Combining A Land Itinerary

It makes sense to add on a few days on land when cruising from one port to another. If you want to spend a few days touring a city, either fly in a few days earlier or stay longer after your cruise ends.

In the United States, add on extra days in Florida to visit the theme parks. Take to trip to Las Vegas from Los Angeles. The possibilities are endless.

Some cruise passengers create their own itinerary by combining one cruise with a drive to another port. From there, they reposition to another area.
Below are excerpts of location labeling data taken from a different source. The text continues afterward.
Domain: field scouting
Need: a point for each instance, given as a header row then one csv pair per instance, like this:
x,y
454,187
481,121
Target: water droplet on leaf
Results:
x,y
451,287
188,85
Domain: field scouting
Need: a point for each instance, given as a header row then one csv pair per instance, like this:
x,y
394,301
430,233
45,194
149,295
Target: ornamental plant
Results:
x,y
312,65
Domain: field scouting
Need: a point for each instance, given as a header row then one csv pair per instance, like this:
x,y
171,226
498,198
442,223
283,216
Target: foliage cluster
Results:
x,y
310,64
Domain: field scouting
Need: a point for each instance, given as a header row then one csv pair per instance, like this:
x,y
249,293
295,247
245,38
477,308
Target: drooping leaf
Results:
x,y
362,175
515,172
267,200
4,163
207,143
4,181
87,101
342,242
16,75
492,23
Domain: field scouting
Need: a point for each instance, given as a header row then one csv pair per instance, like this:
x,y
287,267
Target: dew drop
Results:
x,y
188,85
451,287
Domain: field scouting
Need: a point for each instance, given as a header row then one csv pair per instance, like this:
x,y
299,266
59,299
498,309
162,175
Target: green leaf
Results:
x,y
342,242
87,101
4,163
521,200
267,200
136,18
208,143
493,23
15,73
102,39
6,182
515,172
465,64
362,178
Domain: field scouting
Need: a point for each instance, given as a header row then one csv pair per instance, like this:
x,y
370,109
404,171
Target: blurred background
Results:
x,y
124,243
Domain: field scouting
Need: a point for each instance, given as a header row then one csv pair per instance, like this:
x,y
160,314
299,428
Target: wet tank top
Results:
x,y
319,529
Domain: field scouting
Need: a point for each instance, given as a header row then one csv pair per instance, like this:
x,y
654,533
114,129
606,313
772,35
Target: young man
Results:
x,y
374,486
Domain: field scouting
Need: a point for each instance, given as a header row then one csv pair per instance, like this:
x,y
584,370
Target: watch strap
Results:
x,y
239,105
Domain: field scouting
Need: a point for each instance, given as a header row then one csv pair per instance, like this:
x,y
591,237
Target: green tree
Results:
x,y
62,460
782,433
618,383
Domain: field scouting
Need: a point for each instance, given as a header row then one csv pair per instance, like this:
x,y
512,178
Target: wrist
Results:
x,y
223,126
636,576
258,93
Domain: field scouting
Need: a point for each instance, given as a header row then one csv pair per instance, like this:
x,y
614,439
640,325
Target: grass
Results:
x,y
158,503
By combining driving and train tours with repositioning journeys, they create a self-guided world expedition.

Which Lines Offer Repositioning Cruises?

The following cruise lines offer repositioning cruises: Azamara, Carnival, Celebrity, Costa Cruises, Cruise & Maritime Voyages, Cunard, Holland America, MSC Cruises, Norwegian, Oceanic Cruises, P & O Cruises, Ponant, Princess, Pullmantur, Regent, Royal Caribbean, Seabourn, SeaDream Yacht Club, Silversea, Viking Cruises, Windstar.

In conclusion, repositioning cruises are suited to those who have plenty of time, usually the retired. They are also great for those seeking a cruise deal and who like the long days at sea. Before you book one, read some reviews online to ensure it’s suited for you.